Middle East

Yemen unrest: Protesters 'shot dead' in Sanaa

Protesters in Sanaa. Photo: 27 April 2011
Image caption Many Yemenis are angry the president will get immunity under the compromise deal

Yemeni security forces have opened fire on protesters in the capital, Sanaa, killing at least nine people, witnesses and doctors say.

They say about 100 people were also injured in the shooting.

It comes a day after the government and opposition agreed to sign a deal soon under which President Ali Abdullah Saleh would step down within 30 days.

But many people across Yemen are angry the president will get immunity under the agreement, correspondents say.

Yemeni troops and plain-clothes police opened fire when anti-government demonstrators tried to reach an area beyond the district of Sanaa where protesters have been camped for weeks, witnesses say.

Many of the dead and wounded had gunshot wounds to the head and torso, one local doctor told the Associated Press news agency.

A number of bodies were taken to hospital.

More than 130 people have been killed by security forces and supporters of Mr Saleh since the anti-government unrest began in January.

Opposition split

On Saturday, the Gulf Co-operation Council (GCC) brokered a deal under which President Saleh would submit his resignation to parliament, and hand over power to his vice-president, 30 days after asking the opposition to name a prime minister to form a national unity government.

Mr Saleh's agreement to step down would also be dependent on parliament passing legislation providing immunity from prosecution for the president, his family "and those who worked with him during his rule".

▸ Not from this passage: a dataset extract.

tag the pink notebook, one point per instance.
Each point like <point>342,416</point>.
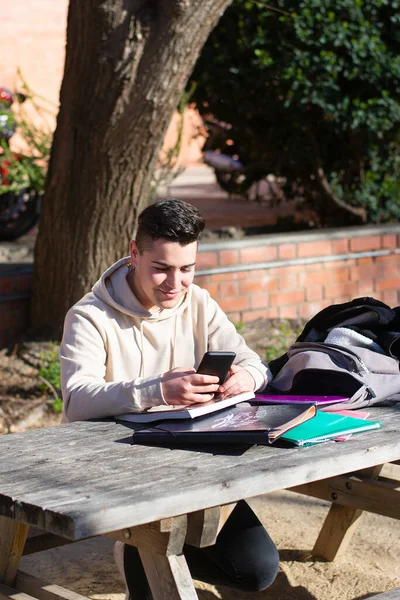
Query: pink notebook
<point>291,399</point>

Mr Saleh's General People's Congress (GPC) immediately accepted the GCC proposal, while the opposition coalition agreed on Sunday only after its leaders had received "assurances" from the GCC, the US and Europe on the transfer of power.

The deal caused a serious split between the opposition coalition and the youths who have led the demonstrations across the country for months. They accuse the politicians breaking a promise to put Mr Saleh on trial.

Some have also warned that allowing the president to stay on for another month could exacerbate the crisis in the Arab World's poorest state.